Causation language is the highest-value text in any medical record. The provider's opinion on whether the incident caused the injury determines damages. See references/causation-language-patterns.md for the patterns that signal causation opinions (favorable and adverse) and how to surface them in the chronology.

Critical Rules

  1. Strict chronological order. Interleave providers by date. Never group by provider in the main chronology.
  2. Quote causation language verbatim. Provider opinions on causation are the most valuable text in the records. Quote exactly, in quotation marks, with Bates citation.
  3. Flag every pre-existing mention. Same body part, prior injury, prior treatment. Defense counsel will find these whether you do or not.
  4. Note treatment gaps. Opposing counsel argues gap equals no injury. The attorney needs to know about them now.
  5. Track medication changes. Escalation suggests worsening, discontinuation suggests resolution or non-compliance.
  6. Distinguish objective from subjective. Imaging and measurements are objective.
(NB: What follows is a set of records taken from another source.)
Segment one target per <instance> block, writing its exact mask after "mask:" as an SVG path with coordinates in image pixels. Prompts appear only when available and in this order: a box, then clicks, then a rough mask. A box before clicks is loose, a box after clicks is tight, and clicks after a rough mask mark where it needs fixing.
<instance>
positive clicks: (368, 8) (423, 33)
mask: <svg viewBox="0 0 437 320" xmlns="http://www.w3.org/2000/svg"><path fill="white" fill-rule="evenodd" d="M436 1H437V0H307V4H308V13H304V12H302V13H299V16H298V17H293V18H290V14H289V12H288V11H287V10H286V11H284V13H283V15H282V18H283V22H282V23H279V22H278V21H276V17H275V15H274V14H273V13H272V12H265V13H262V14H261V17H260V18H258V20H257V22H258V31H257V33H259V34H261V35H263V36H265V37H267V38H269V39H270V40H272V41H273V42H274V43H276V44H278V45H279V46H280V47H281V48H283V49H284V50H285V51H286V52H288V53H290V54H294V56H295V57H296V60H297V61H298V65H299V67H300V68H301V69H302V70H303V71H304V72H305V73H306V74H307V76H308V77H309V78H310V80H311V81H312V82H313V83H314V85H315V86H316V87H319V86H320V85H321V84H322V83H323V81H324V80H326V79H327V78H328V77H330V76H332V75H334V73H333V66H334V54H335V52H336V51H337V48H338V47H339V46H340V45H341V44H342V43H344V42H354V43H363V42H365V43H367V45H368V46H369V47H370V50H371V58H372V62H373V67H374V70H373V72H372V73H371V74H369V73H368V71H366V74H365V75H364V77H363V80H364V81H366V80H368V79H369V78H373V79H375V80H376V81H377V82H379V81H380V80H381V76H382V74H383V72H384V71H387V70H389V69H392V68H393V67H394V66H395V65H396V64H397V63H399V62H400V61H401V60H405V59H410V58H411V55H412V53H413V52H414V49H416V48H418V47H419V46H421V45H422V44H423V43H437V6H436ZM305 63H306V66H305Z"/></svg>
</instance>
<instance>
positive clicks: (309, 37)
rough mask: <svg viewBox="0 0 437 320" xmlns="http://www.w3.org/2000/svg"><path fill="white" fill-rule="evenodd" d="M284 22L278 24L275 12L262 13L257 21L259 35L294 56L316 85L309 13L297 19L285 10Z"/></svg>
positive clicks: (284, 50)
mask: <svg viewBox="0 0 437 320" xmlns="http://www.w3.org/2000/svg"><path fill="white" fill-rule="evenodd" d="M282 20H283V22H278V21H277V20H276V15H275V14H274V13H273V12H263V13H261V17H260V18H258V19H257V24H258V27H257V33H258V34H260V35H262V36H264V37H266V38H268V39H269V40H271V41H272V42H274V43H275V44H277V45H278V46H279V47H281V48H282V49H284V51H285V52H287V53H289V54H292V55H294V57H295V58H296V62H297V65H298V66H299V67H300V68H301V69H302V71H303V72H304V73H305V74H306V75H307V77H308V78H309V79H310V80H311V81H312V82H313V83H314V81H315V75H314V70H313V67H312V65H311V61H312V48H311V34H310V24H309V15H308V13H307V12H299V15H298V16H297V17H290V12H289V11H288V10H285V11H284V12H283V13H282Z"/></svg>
Pain ratings and symptom reports are subjective. Both matter; conflating them weakens the chronology.
  7. Note every mechanism-of-injury description. Inconsistencies across providers are impeachment material.
  8. Never fabricate a citation. If you cannot verify it, flag it [UNVERIFIED]. Inventing Bates ranges is the fastest way to make the attorney sanctionable.
  9. Include both favorable and adverse findings. A one-sided chronology is malpractice in waiting.
  10. Run the verification pass before output. Phase 7 is not optional.

Troubleshooting

  • Missing pre-incident records: Say they were not produced, list the providers or date ranges to request, and do not imply a clean baseline.
  • Conflicting incident dates or mechanisms: Preserve each version with its citation and surface the conflict under Strategic Analysis.
  • Unverified citations: Keep the claim only if it appears in the records, mark it [UNVERIFIED], and add it to follow-up needed.
  • Word deliverable blocked or failed: Provide a markdown fallback labeled with the blocker or failure reason, then state what capability, retry, or template is needed.